I have no doubt whatsoever that all the funds allocated for this work this year will be used, all the more so as the government resolution has already been issued, as we heard from Sergei Yevgenyevich. The funding will be used in full.
Since I was in the region, I also went to Botlikh, where we are in the process of building a mountain brigade. Of the 138 facilities that we need to build by the end of 2007, 68 have already been completed. This work is employing more than 2,000 people working in two shifts, and most of them are residents of the Botlikh District. The result is that there is not any unemployment in the district.
A new road has been built that considerably shortens the distance between Botlikh and Makhachkala. The road has already been completed. RAO Unified Energy Systems and Gazprom are fulfilling their obligations and have connected the district to the gas and electricity supply.
The Defence Ministry has built a new water collection facility for the residents and now for the first time in its history, this ancient town has clean water.
The district authorities and the Dagestan leadership have asked me to include the reconstruction of the medical centre and the school at the same time in the Botlikh District development programme. As for the mountain brigade itself, the facilities, including sports facilities and social facilities will be completed ahead of schedule because construction work is currently running ahead of schedule by three months.
In this respect we face a problem because our planned work for the year will be complete by the end of September and we will have used all the allocated funding. This means that unless another decision is made, we will have to let the construction workers go and then get them back again next January to continue the construction work. So, as I have already discussed with [Economic Development and Trade Minister] German Oskarovich Gref, the question now is about getting part of the funds for next year reassigned to this year. We would simply complete the project earlier than planned and would finish the brigade’s construction by mid-2007.
Furthermore, I also visited defence industry enterprises in the North Caucasus district, first of all the Rosvertol Plant in Rostov-on-Don, which has now begun series production of modern night-flying MI-28n battle helicopters. I also visited the Barrikady and Titan plants in Volgograd, which produce launch systems for the Topol-M strategic missile complex and the Iskander operational-tactical missile. We are buying 60 of these launch systems – five missile brigades – under our arms procurement programme.
All of these plants, except for Barrikady, are in a good financial situation. Barrikady does not have current debts now, but it does still have debts from past years and is in need of restructuring.
While in Volgograd I also inspected the state of progress with moving over to contract service in the 20th motorised rifle division. The entire division will be contract-based by the December 1. At the same time, we are reducing the number of facilities and sites occupied by the division on the territory of Volgograd itself.
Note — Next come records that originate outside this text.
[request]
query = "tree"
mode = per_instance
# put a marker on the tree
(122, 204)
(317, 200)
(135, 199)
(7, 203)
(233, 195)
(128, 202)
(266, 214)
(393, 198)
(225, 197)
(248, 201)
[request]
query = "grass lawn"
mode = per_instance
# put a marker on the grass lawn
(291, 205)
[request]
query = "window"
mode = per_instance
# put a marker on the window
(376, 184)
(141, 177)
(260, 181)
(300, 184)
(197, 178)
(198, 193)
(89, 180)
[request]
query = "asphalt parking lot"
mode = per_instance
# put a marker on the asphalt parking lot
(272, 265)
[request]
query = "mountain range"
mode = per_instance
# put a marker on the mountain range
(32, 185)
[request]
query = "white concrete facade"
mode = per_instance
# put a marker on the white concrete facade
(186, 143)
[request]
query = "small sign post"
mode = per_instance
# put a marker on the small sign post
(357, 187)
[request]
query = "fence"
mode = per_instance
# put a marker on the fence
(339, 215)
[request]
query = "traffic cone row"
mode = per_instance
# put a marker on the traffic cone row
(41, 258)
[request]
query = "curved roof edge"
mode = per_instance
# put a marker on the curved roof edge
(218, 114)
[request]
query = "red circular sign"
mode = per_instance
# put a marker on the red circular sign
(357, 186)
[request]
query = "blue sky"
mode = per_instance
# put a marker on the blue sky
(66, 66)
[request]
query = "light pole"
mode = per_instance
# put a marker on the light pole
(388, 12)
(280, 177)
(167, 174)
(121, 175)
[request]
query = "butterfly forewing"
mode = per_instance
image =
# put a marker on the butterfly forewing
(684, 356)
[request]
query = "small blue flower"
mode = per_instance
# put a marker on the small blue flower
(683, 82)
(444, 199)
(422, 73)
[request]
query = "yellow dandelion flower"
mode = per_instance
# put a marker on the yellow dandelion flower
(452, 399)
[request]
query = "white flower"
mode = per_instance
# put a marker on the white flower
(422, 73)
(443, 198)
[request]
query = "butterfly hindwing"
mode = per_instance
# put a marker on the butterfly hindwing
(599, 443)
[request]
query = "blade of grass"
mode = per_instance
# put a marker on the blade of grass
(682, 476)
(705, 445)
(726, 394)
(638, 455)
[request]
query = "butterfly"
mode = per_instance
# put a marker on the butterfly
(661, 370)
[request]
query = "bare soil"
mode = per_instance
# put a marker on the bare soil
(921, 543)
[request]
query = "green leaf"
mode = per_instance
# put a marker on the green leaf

The division will be stationed more compactly on the territory of Volgograd Region. The land freed up will be offered for investment auction and this will help resolve the housing issue for servicemen at the same time.
I also wanted to inform you that a series of counter-terrorist exercises are currently underway in the North Caucasus Military District. They involve around 6,000 servicemen and 250 pieces of equipment. These exercises are not big military exercises but are purely counter-terrorist in nature and involve battalions and companies acting autonomously in a number of regions in the south to carry out counter-terrorist missions. We are conducting these exercises in close coordination with the local authorities, and, where relevant, are combining with the Interior Ministry troops and border troops to carry out our counter-terrorist training.